仮想の本棚空間があり、学習者が勉強している教材を並べていきます。市販のものはバーコードの読み取りで追加できますし、ないものは生徒さん自身が登録することで何でも学習記録をつけることができます。
例えば、筋トレをしようとすれば、腕立て伏せの教材を自分で登録して記録をつけることができるんですよ。今は、学校でも一般教科だけでなく「SDGs」や「脱炭素」といった、テーマをもった探究学習も増えています。そういったすべての教材を登録して、学習ログをためグラフとして振り返ることができるんです。
そして、こういった学習記録のグラフを共有することができるので、「同じ大学を受ける子はこんな勉強しているんだ」とか、「この参考書使ってみようかな」など、シェアされている情報から新たな気づきを得ることができる仕組みになっています。
都心では、当たり前に大学受験する子がまわりにも多いかもしれません。ですが、地方では予備校自体の数も少なく、まわりに大学進学を目指すライバルがいなかったり、情報が少なかったりと課題が多くあるんですよね。
そこで「Studyplus」を使うことで、学習情報やライバルを見つけ、モチベーションを高く維持して学習を継続していくことができます。

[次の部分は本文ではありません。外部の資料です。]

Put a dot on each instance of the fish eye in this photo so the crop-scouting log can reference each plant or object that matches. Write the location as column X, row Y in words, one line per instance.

お金をかけてでも“学習管理プラットフォーム”を導入するワケ
────では続いて、教育機関向けのサービス「Studyplus for School」のお話を伺っていきます。どのようなサービスなのか教えていただけますか?
宮坂:
「Studyplus for School」は、学習塾や学校で講師や先生に使っていただく“学習管理プラットフォーム”です。
生徒さんにアプリをダウンロードしていただき、学習記録をつけてもらいます。その学習記録を、一括管理してリアルタイムで見ることができ、今まで知ることができなかった「家でどんな勉強をしているのか」を可視化することができるんです。
他にも、メッセージ機能や学習計画の提案機能も搭載しています。“授業だけでは成績が上がらない”という生徒さんに対して、見えない時間も学習管理することで成績を上げていくためのサポートができるんですよ。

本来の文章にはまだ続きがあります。